2PM: Birket Foster of MB Foster Associates (1-800-ANSWERS, lest someone forget) temporarily put on his “Chairman of OpenMPE” hat for about 10 minutes and gave a very open and honest opinion of the state of HP 3000 migration in early ‘04. Everyone agrees there’s no hurry to get rid of your MPE machines unless you are a really huge company needing six years or more to convert.

Plans for how you are going to stay on MPE are essential at this point, according to Foster, but are easy compared to plans for migration. OpenMPE is doing what it can to represent companies who want to stay on HP 3000 hardware, including plans for custodial functions after Hewlett Packard exits the market in 2007. Birket used the year 2010 as a date when concern may begin to grow, but there are a lot of things that could happen to extend that date.

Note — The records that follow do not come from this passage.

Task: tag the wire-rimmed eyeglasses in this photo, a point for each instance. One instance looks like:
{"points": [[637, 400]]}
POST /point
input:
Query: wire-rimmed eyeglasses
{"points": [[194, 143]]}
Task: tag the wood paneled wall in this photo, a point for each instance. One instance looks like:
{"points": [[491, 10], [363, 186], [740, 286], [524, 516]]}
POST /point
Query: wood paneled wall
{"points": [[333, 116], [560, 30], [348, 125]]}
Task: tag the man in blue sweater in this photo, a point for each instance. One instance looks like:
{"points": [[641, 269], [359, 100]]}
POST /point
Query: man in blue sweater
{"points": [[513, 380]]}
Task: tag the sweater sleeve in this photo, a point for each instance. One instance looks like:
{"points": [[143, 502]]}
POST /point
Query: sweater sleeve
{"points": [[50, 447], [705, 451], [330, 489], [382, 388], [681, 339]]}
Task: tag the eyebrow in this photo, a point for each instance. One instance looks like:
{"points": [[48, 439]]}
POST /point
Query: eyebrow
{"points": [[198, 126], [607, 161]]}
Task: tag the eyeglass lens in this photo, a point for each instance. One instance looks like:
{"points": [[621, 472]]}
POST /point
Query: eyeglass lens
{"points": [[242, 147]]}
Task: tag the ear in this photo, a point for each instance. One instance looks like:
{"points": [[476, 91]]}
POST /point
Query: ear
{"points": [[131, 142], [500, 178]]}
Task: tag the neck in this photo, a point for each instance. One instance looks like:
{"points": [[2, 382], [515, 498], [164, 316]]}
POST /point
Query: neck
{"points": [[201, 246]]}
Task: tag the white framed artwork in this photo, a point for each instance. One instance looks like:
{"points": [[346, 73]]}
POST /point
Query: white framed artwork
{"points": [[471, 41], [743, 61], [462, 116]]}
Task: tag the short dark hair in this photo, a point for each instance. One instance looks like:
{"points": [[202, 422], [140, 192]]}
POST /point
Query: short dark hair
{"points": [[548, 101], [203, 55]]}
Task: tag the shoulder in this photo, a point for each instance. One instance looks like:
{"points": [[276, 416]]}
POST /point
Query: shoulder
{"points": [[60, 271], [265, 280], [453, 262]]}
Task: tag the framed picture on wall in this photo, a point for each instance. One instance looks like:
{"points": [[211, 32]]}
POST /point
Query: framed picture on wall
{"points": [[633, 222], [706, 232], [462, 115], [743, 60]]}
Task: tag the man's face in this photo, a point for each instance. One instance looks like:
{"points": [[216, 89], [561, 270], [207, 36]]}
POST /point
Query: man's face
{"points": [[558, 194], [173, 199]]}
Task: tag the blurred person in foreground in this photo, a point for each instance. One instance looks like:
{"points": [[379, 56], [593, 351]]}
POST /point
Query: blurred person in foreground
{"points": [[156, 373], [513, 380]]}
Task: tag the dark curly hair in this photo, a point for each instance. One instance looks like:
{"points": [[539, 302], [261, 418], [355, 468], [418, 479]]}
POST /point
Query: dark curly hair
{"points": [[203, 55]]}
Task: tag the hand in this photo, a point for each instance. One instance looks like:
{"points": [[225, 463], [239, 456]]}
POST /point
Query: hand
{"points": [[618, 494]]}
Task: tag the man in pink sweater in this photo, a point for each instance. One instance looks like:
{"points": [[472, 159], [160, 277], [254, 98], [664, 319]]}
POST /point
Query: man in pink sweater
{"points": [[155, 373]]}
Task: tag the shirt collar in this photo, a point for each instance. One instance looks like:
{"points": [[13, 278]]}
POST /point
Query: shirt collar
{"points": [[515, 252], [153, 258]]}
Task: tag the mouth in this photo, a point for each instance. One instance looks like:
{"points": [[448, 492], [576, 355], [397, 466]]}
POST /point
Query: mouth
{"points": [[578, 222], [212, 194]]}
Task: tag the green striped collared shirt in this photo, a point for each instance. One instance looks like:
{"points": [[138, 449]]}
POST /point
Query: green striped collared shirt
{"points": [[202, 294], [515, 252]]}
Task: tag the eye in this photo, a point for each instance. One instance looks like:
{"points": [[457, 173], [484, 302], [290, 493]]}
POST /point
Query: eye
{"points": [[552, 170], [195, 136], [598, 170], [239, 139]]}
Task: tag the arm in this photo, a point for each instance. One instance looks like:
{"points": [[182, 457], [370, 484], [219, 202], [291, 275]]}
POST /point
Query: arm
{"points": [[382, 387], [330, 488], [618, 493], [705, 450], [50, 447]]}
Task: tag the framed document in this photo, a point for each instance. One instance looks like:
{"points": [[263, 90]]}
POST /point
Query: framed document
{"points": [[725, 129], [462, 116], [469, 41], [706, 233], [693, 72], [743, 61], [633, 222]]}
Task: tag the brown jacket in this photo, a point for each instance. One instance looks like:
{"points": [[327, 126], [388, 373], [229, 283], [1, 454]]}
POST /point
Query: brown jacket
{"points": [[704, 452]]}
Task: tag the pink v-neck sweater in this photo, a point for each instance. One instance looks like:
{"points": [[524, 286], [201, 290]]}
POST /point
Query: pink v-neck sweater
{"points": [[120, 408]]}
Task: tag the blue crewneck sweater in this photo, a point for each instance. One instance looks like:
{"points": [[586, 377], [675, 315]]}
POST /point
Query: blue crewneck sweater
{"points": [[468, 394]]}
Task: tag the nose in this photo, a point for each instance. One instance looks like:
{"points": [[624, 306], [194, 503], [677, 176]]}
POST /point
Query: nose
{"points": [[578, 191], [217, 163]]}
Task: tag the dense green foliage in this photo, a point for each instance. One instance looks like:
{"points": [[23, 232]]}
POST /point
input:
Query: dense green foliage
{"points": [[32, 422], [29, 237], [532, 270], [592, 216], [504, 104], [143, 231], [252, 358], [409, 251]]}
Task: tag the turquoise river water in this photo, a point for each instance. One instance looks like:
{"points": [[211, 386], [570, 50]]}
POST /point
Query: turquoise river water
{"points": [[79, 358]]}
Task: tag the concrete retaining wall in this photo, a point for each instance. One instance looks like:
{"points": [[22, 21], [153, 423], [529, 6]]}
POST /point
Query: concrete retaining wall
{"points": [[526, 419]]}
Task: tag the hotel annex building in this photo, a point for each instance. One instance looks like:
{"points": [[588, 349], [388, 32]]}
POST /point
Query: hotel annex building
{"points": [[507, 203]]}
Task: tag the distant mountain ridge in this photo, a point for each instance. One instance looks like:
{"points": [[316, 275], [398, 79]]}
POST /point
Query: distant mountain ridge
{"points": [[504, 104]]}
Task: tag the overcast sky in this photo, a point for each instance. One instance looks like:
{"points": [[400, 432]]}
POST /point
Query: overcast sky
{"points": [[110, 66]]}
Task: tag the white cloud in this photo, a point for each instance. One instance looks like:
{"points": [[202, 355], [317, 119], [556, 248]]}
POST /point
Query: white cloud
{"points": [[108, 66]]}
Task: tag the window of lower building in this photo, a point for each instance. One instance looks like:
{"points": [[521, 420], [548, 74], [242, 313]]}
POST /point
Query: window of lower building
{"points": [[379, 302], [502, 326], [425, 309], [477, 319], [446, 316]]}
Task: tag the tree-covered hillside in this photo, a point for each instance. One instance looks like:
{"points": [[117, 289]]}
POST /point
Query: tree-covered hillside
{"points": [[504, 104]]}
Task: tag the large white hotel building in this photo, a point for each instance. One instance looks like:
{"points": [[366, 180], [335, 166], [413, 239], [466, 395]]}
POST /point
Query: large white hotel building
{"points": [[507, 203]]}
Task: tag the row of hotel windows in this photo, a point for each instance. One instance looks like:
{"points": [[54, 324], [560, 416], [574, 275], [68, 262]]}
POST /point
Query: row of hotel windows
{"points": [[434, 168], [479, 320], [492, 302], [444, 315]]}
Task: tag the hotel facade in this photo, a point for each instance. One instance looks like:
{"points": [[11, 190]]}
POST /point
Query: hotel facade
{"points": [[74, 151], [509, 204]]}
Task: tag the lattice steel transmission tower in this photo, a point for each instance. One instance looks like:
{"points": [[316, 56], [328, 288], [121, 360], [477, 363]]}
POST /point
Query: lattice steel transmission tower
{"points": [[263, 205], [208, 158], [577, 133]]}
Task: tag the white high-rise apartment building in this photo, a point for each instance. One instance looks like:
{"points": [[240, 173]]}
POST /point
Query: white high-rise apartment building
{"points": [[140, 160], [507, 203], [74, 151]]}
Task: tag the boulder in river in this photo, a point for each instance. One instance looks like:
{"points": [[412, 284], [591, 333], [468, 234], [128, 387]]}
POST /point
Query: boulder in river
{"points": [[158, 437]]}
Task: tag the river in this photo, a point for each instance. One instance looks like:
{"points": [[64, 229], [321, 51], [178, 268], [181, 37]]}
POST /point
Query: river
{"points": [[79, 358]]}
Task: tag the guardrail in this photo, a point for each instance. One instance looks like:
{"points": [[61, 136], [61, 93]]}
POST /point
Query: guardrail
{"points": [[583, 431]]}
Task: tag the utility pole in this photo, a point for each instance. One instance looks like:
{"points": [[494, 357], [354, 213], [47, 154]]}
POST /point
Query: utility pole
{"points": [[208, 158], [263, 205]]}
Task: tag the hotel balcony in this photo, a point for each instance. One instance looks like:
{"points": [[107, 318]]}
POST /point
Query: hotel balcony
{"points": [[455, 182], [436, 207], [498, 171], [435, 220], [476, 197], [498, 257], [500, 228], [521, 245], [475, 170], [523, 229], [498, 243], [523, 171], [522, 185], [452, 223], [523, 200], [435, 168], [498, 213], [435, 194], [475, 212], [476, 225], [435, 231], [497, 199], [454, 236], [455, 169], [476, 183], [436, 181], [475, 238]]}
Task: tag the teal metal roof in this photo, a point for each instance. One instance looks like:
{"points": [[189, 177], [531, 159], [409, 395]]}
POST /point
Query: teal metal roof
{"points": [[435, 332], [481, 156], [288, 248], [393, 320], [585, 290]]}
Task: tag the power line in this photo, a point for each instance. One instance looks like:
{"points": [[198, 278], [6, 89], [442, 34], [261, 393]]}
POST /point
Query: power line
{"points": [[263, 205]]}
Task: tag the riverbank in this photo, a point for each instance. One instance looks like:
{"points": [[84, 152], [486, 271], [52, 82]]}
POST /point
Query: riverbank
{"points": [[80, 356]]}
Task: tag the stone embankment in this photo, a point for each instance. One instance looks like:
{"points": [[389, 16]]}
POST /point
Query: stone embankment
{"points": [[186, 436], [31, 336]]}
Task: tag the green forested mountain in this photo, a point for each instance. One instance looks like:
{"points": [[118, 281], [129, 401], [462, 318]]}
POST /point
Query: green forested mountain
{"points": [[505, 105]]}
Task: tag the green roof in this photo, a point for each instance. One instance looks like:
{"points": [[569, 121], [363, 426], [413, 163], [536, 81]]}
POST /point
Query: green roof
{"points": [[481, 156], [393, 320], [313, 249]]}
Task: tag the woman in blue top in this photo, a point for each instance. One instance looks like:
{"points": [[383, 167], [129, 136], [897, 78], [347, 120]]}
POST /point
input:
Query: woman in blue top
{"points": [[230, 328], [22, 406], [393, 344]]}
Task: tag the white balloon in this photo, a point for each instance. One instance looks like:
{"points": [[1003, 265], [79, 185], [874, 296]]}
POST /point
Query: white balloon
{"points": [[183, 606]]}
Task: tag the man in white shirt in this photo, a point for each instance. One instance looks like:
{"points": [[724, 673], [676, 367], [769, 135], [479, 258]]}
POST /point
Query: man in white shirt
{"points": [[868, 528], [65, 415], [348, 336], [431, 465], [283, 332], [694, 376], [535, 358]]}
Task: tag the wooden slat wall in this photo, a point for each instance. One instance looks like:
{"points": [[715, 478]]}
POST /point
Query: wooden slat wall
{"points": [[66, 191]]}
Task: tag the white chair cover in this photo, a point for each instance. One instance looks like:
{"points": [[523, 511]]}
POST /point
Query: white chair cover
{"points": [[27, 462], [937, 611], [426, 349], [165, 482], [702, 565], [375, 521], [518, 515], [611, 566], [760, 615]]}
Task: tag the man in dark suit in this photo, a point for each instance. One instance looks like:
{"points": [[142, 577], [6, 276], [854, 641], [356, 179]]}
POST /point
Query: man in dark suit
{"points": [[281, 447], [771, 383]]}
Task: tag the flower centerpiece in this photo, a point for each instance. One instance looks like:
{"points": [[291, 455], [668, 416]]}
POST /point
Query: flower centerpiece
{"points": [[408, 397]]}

It turned into a wide-ranging discussion of topics relevant to all MANMAN users. Birket fielded several questions from the crowd about migration products in general and his own MBF-UDACentral product in particular. It was a helpful discussion, relevant even to MANMAN/VMS users because of the feeling that they’ll be going through the same things in five or 10 years, depending on Carly Fiorina’s successes and failures.

Special thanks from Shaggy to John Stevens of eXegeSys who donated several door prizes and challenges other third-parties to help Shaggy out at the next meeting.

The meeting adjourned about 3PM. As usual, almost everyone learned something valuable to take back to their job from an unexpected person in an unexpected way at an unexpected time. Is it serendipity or do good things happen at these meetings because users have so much in common? The only way to find out is to attend the meeting yourself next time. Supporting CAMUS is more important now than ever before.

Terry Floyd is founder of the Support Group, inc., a third party support and ERP solutions company, as well as a past chair of SIG-MANMAN.